Judge Charles Breyer’s ruling with his official portrait (inset) painted by Scott Wallace Johnston.

Score one for San Diego’s TurboTax.

U.S. District Judge Charles Breyer on Friday rejected a Federal Trade Commission request to block Intuit from further advertising its TurboTax Free Edition, which the agency labeled deceptive and harmful to consumers.

Judge Breyer’s order denying FTC motion, plus FTC briefs on keeping exhibits unsealed. (PDF)

A day after hearing arguments on the popular software, Breyer denied the FTC’s motion for emergency relief — a preliminary injunction or temporary restraining order against Intuit of Mountain View.

In a statement, Intuit told Times of San Diego it was pleased with the court’s order.

“We are clear and fair with our customers and open and transparent about our advertising practices,” Intuit said through a spokesman. “Moreover, our commitment to free tax preparation has led to approximately 14 million taxpayers using TurboTax Free Edition to file their taxes for free every year. We are confident in the merits of our position and will continue vigorously defending against the FTC’s claims.”

FTC representatives didn’t immediately respond to a request for comment.

The San Francisco-based Breyer has said he wasn’t taking sides on whether the free edition of TurboTax is, in fact, an effort to “snooker” millions of consumers.

He gave these reasons for his ruling:

  • Tax Day has passed, so “most taxpayers have already filed their taxes. Intuit represented in its briefing and at oral argument that its advertising is largely done for this tax season.

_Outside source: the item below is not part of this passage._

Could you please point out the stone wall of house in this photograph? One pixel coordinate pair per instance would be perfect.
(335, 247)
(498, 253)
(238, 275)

Any prospective harm is therefore attenuated.”
  • Even before Tax Day, “Intuit had removed several of the most plausibly deceptive advertisements — that is, three videos that repeated the word ‘free’ a dozen or more times over 30 seconds before a very brief disclaimer.”
  • To the extent other advertisements might violate the FTC Act, the Court notes that the FTC has brought an administrative proceeding against Intuit, with a hearing set for September 14, 2022.”

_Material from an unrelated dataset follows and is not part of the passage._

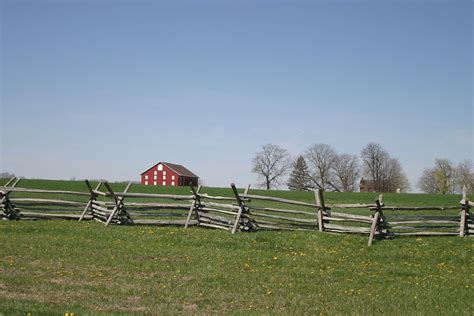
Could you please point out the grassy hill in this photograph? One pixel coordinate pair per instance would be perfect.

Breyer said an administrative law judge expert in these matters will hear (and likely rule) before Intuit resumes its advertising campaign in the lead-up to Tax Day 2023.

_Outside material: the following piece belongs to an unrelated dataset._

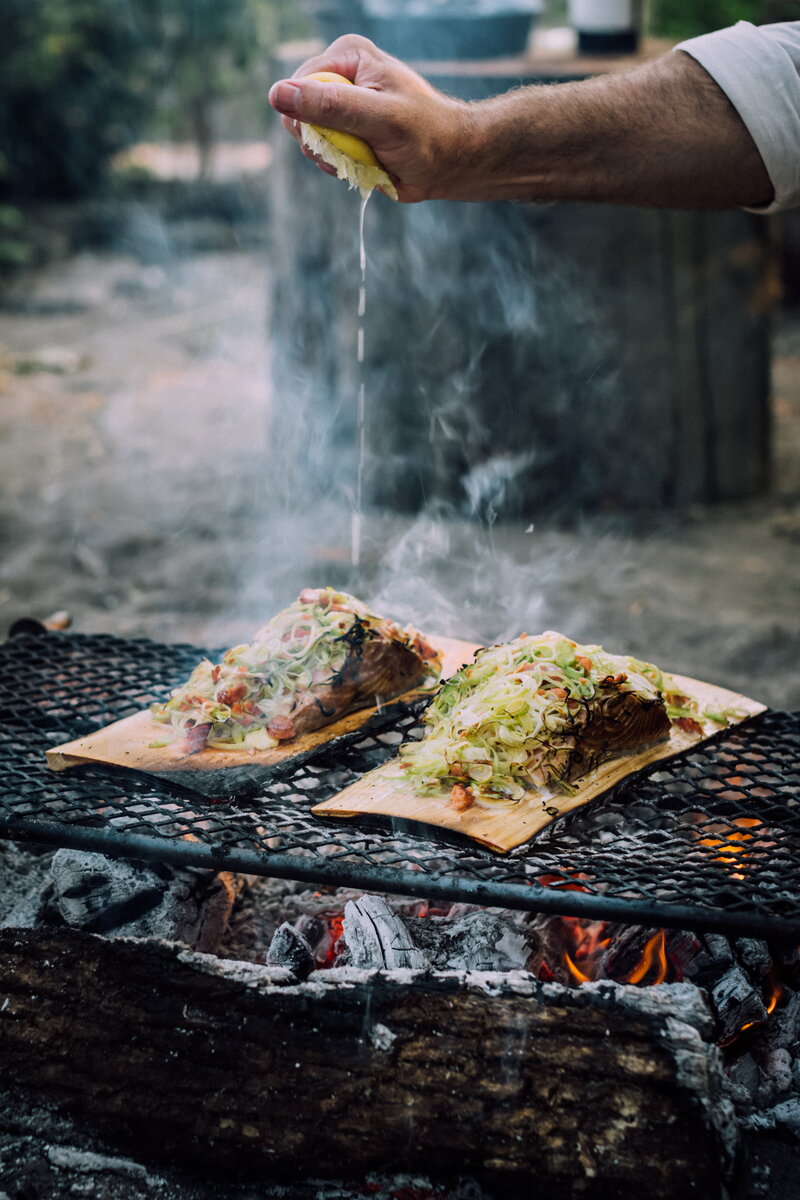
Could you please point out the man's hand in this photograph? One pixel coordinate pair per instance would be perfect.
(417, 133)
(660, 136)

But the 80-year-old younger brother of retiring Supreme Court Justice Stephen Breyer warned Intuit that if it resumes its full advertising campaign before the administrative law judge releases her report, “or the facts on the ground change significantly,” the FTC may return to him to request relief.

Also Friday, Intuit and FTC lawyers filed dueling briefs over whether certain exhibits turned up in the FTC investigation of the alleged TurboTax bait-and-switch strategy should be made public.

They disagree over the number of exhibits subject to seal. Intuit wants to “strike” 136 exhibits.

But the FTC said Intuit actually seeks to strike fewer than three dozen.

“As a result of this oversight, several of Intuit’s assertions about the documents filed by the FTC are incorrect,” wrote Rebecca Plett for the FTC. “For example, counsel did not present a ‘true and correct list of the 136 exhibits filed by the FTC that are not cited in the TRO Motion or its supporting declarations.’”

She said the FTC alerted Intuit lawyers of the error on Tuesday, but “as of this filing and to the FTC’s knowledge, Intuit has yet to retract or correct its incorrect statements.”

Intuit said in an earlier brief that many of the exhibits filed with the FTC’s March 28 TRO motion include “highly sensitive and proprietary information regarding Intuit’s operation. Disclosing such information would allow Intuit’s competitors to gain key insight into Intuit’s internal business strategy and would cause the company competitive and financial harm.”

The FTC also argued against Intuit’s argument that exhibits are not relevant because they are not cited by the FTC in its now-rejected motion to halt the ads.

“The FTC disagrees,” Plett said. “The exhibits are clearly factually relevant. Though the FTC did not cite to each investigational hearing transcript in its Motion for TRO and PI, even the transcripts not cited are relevant to the merits of the case.”